Lee named the instruments “Oliver Snare Drums” after his son. Much of the wood he uses is recycled, including some that comes from a familiar source.
“The Superior connection again comes in with the Globe Elevator, which was a place I used to trespass every Sunday and walk around … When I moved back here, I got to know the people who were dismantling the Globe Elevator, wonderful people, and they were selling off the lumber for people to put in their houses and make all sorts of things from,” Lee said. “I managed to get some of the hardwood that was used in the elevator, oak, and started using that in the drums themselves.”
With income from his other work, Lee pursued his passion for painting. Working out of his detached garage, he tried to replicate the patterns of building, decay and rebirth he saw in cities through his paintings.

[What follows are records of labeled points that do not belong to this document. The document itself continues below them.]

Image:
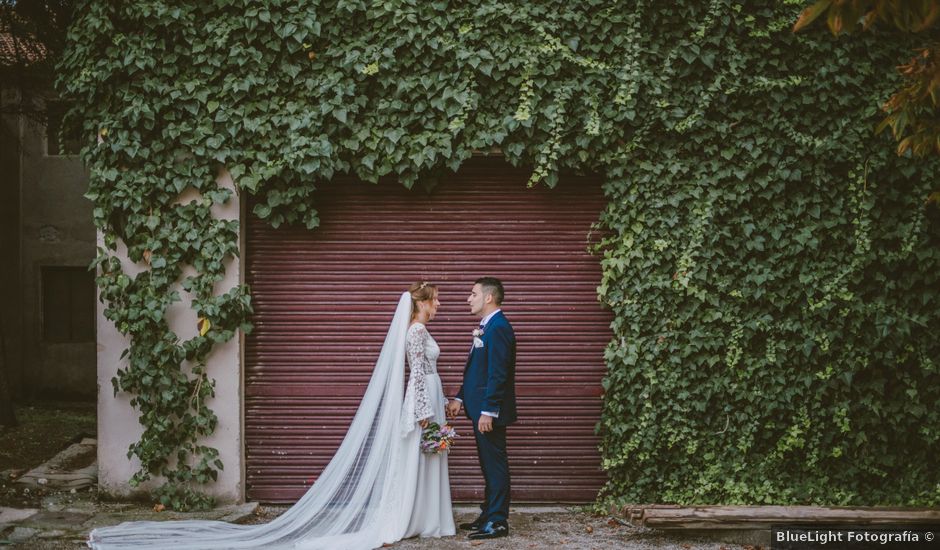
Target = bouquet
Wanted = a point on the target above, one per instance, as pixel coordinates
(437, 439)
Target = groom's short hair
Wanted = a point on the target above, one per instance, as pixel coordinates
(493, 287)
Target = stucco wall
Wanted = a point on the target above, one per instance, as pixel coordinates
(117, 420)
(11, 331)
(56, 229)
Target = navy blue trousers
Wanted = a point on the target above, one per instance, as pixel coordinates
(494, 462)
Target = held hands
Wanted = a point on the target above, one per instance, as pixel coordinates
(453, 407)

“I like oil painting, and I do very meticulous, I guess you could call it very highly-representational art, but it’s mixed with … more modern techniques,” Lee said.
Among those techniques: fire and explosives.
“What it ends up looking like is a mixture between abstraction and very sharply-focused representational work,” Eric said. “That’s probably something I’m going to keep doing for the foreseeable future, though it’s taking a new direction now.”